Calvin and Hobbes: Something Under the Bed is Drooling (Andrews and McMeel squarebound softcover edition) – Bill Watterson

3 out of 5

Early C & H.  Don’t get me wrong – all of Calvin and Hobbes contained the core elements that kept it so unique and made its effect long lasting, but it definitely took Watterson time to either find his exact voice or get comfortable with being 100% cynical and silly (or both).

As is the case with collections, addressing more the publication and content covered.

As I’ve said about the squarebound editions, they are nicer for reading but they do rob the strip of its widescreen effec.  And jamming 2-3 strips per page, while it can help the flow if there are linked concepts or plots, can also render those ‘poignant’ C & H moments all too easy to bypass.  There’s also the oddity of the Andrew and McMeel editions that the strips either went to an undesired page count OR perhaps they wanted to include extra material, so every few pages there’s a random Calvin drawing on the bottom.  Again, nice, but because they have no relation to anything, they can sometimes seem incorrectly matched with whatever emotion is happening in the strip – for example if we get a girl-bashing strip and then the drawing below is something ‘heartwarming’.  Aw, cynical no longer.  Pfft.  It might be because my copy of the book has been through the wringer, but it also seems like this early collection (this was the 2nd Calvin book) is a step down in page quality.  The paper is still thick but has a cheap look to it, and is off-white as opposed to bright white of some of my other squarebounds.

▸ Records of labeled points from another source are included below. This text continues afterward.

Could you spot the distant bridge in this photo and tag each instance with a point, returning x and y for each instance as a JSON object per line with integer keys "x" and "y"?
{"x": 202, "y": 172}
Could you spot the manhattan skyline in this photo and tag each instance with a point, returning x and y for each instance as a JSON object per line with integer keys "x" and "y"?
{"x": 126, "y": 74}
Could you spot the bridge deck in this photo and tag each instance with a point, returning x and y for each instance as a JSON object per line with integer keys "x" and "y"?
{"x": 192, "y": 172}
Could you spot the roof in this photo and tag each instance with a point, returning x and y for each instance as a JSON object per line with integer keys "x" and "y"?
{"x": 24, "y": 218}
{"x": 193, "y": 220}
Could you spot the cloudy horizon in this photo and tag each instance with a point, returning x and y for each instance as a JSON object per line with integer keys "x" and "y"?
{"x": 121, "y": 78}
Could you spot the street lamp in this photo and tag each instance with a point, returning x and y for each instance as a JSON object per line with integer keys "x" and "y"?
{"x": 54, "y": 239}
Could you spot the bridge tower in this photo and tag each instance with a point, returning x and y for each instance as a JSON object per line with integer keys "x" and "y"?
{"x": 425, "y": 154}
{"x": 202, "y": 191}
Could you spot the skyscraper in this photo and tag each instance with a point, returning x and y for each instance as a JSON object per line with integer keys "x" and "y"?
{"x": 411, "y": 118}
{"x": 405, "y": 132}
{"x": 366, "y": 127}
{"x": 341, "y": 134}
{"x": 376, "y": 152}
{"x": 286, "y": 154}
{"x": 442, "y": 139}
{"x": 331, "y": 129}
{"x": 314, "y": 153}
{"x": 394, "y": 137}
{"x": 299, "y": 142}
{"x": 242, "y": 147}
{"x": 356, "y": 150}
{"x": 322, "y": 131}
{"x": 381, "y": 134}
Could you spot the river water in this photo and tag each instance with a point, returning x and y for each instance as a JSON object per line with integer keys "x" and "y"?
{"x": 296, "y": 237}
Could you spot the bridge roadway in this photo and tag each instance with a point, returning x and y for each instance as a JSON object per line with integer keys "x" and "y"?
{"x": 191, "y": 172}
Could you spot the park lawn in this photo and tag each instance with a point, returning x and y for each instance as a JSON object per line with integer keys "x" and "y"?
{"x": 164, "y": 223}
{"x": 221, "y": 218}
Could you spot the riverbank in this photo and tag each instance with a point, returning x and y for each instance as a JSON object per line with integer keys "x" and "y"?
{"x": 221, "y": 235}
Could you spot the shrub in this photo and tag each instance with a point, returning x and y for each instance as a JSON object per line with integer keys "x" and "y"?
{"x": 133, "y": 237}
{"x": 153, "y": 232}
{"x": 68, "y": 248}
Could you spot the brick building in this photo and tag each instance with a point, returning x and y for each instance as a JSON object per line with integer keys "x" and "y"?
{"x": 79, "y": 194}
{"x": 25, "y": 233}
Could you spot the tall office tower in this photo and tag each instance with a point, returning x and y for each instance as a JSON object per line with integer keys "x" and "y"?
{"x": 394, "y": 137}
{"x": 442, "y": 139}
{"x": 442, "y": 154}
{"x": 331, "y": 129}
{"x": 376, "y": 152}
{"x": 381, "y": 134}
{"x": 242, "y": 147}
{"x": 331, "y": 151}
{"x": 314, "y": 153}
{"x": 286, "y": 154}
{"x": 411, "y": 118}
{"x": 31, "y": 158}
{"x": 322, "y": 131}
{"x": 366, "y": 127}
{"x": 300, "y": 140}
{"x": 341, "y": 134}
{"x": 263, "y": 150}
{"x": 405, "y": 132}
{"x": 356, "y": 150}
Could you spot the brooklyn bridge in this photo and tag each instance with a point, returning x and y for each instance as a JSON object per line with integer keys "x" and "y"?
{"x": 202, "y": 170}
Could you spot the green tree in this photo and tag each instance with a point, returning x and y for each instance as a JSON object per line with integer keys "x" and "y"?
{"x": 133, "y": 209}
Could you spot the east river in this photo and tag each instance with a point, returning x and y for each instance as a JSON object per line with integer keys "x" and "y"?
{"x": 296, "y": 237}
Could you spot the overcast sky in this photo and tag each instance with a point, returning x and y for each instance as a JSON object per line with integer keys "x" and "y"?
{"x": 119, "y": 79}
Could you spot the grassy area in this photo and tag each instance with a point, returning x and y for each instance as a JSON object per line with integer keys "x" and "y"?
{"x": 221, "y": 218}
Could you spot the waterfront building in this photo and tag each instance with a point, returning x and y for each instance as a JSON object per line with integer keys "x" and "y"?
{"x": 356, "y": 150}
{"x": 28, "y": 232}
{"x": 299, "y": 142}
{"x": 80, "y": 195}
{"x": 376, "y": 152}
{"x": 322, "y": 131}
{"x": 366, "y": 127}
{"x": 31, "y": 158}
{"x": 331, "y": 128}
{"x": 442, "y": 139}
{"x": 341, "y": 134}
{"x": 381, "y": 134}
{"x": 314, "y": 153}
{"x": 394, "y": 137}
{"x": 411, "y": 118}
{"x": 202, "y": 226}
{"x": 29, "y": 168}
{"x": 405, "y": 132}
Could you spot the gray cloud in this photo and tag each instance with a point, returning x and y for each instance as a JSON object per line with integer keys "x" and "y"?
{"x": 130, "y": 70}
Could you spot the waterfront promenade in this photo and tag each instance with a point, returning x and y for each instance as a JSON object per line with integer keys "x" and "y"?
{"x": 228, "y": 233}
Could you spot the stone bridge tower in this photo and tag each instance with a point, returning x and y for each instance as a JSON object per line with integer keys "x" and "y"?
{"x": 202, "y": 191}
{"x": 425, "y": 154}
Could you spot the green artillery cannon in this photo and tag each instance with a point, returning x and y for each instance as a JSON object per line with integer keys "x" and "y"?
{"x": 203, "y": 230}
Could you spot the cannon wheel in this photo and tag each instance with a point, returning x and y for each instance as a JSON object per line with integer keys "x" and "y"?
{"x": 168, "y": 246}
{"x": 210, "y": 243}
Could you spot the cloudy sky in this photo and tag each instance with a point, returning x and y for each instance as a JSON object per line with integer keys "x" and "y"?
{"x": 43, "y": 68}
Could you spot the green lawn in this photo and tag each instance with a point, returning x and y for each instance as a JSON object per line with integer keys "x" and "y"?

Content: In terms of extras you get a foreward by Pat Oliphant, whom I don’t know, but maybe you do.  (Wikipedia does.  Still don’t know ‘im.)  Not just because the name isn’t familiar, but his words seem like empty praise.  I have no doubt he digs the strip, but it just feels like such a generic, searching for a tagline ‘this is great’ opener that its, eh, not worth much.  Sorry, Pat.  The collection of work touches on a couple familiar Calvinisms – origin of the Transmogrifier, some babysitter interaction – but also has a couple early gags that were more kind-hearted and Watterson making sure we knew the line between fantasy and reality.  There was even a strip that sort of broke the “is the tiger real?” meta question because it directly flip-flopped from real to stuffed in a way that leaves no question that this is all in Calvin’s head.  Certain tropes seemed to be not quite established at all, as we get several strips of Calvin maybe sorta being okay with Susie.  Weird.  And yes, environmentalism has always lurked around the strip, but its really sappy obvious here.  There are some strips that just go for a “nature rocks, people sucks” peace sign without a wistful Calvin statement or gag to highlight some kind of disconnect.  Things were just less layered back in these Calvin days.  So it’s still fun, but not near as sharp as later eras.

The drawing feels the same way.  There’s actually a pleasant looseness to things here, which gives the book a sort of fledgling charm vs. the sure-handed scrappiness that would come, but the sacrifice is that Calvin’s expressions are sometimes a little too ‘duh’ and the proportions are sometimes off, Bill apparently fiddling with just the right tiger to boy ratio.

Obviously there’s no deterring Calvin fans from owning these strips in one collection or another, and the series does not suffer from being unreadable at any given point.  There’s plenty to laugh at here.  But beyond what was always a fun setup, the humor and writing are a bit more traditional in the strips in ‘Drooling.’